Il ressort de l’acte authentique d’achat de cette parcelle, reçu par Maître [F] [P], notaire à [Localité 16] le 03 juin 1999, que celle-ci est grevée d’une servitude de passage dont la SOCIETE CIVILE IMMOBILIERE FLC est bénéficiaire.
La parcelle cadastrée section CP n°[Cadastre 4], également bénéficiaire de la servitude, a fait l’objet d’une division parcellaire de la manière suivante :
section CP n°[Cadastre 6] ;section CP n°[Cadastre 7] ;section CP n°[Cadastre 8] ;section CP n°[Cadastre 10] parcelles n° [Cadastre 6], [Cadastre 7] et [Cadastre 8] sont occupées par la société IRISOLARIS.
Le fonds servant, supportant la charge de la servitude, cadastré CP n°[Cadastre 5], appartient en pleine propriété à la SCI ADES.
La SOCIETE CIVILE IMMOBILIERE FLC expose que la société IRISOLARIS ne respecte pas la servitude, en encombrant de manière récurrente le droit de passage en raison d’un stationnement important de véhicules.

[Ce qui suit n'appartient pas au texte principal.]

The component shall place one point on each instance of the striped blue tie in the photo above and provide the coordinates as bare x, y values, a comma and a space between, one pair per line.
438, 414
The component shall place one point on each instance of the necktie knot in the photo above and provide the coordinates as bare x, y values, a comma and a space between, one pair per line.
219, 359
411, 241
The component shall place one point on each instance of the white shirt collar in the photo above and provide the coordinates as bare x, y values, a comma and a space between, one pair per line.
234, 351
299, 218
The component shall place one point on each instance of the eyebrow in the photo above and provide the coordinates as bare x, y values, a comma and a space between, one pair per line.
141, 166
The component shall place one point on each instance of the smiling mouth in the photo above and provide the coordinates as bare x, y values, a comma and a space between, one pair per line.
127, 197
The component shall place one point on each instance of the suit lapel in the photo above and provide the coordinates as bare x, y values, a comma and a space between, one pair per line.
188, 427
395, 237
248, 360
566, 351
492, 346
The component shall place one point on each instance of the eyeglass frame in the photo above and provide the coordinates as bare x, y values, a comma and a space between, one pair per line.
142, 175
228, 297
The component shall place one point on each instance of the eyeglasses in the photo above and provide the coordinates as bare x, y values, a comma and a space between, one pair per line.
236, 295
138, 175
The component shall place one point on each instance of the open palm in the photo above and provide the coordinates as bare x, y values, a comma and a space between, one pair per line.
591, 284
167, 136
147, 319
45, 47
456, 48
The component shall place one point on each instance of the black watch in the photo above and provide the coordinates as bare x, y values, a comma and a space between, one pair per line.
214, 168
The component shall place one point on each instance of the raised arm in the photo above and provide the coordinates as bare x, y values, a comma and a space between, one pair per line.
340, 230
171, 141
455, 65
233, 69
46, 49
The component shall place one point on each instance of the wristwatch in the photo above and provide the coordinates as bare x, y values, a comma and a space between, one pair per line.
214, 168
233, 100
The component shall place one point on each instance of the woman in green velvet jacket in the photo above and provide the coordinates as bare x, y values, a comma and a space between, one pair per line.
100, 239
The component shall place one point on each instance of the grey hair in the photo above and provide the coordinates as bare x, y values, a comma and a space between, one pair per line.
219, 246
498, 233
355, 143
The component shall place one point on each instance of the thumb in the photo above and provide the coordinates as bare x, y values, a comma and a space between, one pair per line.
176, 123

La SOCIETE CIVILE IMMOBILIERE FLC expose également rencontrer des difficultés de livraison dues à l’obstruction de la servitude qui rend l’accès impraticable aux camionnettes.
Par courrier recommandé avec accusé de réception en date du 20 mars 2024, la SOCIETE CIVILE IMMOBILIERE FLC a mis en demeure la société IRISOLARIS d’avoir à respecter la servitude.
En outre, la SOCITE CIVILE IMMOBILIERE FLC a initié une procédure de conciliation, qui s’est révélée infructueuse. Un procès-verbal d’échec a été dressé le 1er juillet par madame [D] [Z], conciliatrice de Justice.
En dépit des démarches entreprises, aucune solution amiable n’a été trouvée entre les parties.
Par acte en date du 22 octobre 2024, la SCI FLC a assigné la SASU ISOLARIS en référé aux fins de voir :
ORDONNER à la société IRISOLARIS d’avoir à respecter la servitude de passage de l’acte notarié du 3 juin 1999 en la maintenant libre de toute occupation et en s’abstenant de toute atteinte à cette dernière, notamment par encombrement ou stationnement de véhicules ;CONDAMNER la société IRISOLARIS à payer à la SOCIETE CIVILE IMMOBILIERE FLC une somme de 400,00 € par infraction constatée ;CONDAMNER la société IRISOLARIS à payer à la SOCIETE CIVILE IMMOBILIERE FLC une provision de 1 000,00 € à titre de dommages et intérêts ;
CONDAMNER la société IRISOLARIS à payer à la SOCIETE CIVILE IMMOBILIERE FLC une indemnité de 2 000 € sur le fondement des dispositions de l’article 700 du Code de procédure civile, outre les entiers dépens de l’instance.L’affaire a été appelée à l’audience de référé du 03 décembre 2024 puis elle a été renvoyée à la demande des parties à celles du 07 janvier 2025 puis du 28 janvier 2025, à laquelle les débats se sont tenus.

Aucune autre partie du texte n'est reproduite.